Ciekawą konstrukcję ma wieża ratuszowa. Na dole czworoboczna, a od piątej kondygnacji ośmioboczna budowla. Na górze znajduje się galeria widokowa z zegarem.
Godne uwagi są wieże kościelne: wspomniana wcześniej wieża Bazyliki św. Jana oraz wieża wybudowanego w stylu barokowym kościoła św. Trójcy, który jest najmłodszym zabytkiem sakralnym w mieście. Spośród innych wyznań warto zwrócić uwagę na gotycką wieżę Cerkwi Zaśnięcia Najświętszej Maryi Panny oraz wieżę dawnej synagogi, obecnie kościoła zielonoświątkowego.

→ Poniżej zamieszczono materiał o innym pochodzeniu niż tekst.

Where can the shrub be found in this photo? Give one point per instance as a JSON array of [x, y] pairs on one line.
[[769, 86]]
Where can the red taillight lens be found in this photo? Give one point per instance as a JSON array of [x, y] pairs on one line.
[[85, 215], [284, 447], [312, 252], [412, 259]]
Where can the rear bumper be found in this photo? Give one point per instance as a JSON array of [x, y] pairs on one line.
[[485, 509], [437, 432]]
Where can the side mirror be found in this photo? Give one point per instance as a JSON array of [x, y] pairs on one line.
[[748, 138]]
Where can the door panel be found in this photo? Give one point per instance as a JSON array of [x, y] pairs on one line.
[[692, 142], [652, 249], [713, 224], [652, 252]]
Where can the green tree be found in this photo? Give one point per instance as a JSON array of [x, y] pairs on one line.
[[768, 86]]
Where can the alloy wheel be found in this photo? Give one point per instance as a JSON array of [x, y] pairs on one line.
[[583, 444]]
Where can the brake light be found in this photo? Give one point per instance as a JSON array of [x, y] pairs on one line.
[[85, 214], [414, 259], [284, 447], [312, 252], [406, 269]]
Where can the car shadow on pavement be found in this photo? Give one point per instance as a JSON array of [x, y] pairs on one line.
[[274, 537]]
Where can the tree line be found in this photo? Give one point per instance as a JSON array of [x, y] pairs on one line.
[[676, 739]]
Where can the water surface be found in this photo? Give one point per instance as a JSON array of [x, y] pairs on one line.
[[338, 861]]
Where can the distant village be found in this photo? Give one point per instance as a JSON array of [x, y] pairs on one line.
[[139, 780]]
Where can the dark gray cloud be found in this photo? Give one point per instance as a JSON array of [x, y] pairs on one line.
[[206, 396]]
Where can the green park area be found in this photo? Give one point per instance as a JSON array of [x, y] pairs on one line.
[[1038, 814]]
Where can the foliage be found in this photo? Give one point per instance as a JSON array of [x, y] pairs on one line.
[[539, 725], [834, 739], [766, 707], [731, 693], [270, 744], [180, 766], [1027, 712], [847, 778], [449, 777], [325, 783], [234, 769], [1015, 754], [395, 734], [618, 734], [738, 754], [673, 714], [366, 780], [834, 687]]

Najbardziej jednak przypadła mi do gustu wieża Bramy Wrocławskiej.
Dawniej do miasta można było się dostać przez cztery bramy miejskie. Dzisiaj Brama Wrocławska wraz z przylegającymi do niej murami obronnymi jest jedyną pozostałością fortyfikacji miejskich.
Zabytki Oleśnicy z pewnością warte są poznania. Mimo, że historyczna architektura przeplata się z zabudową powojenną, miasto godne jest rekomendacji.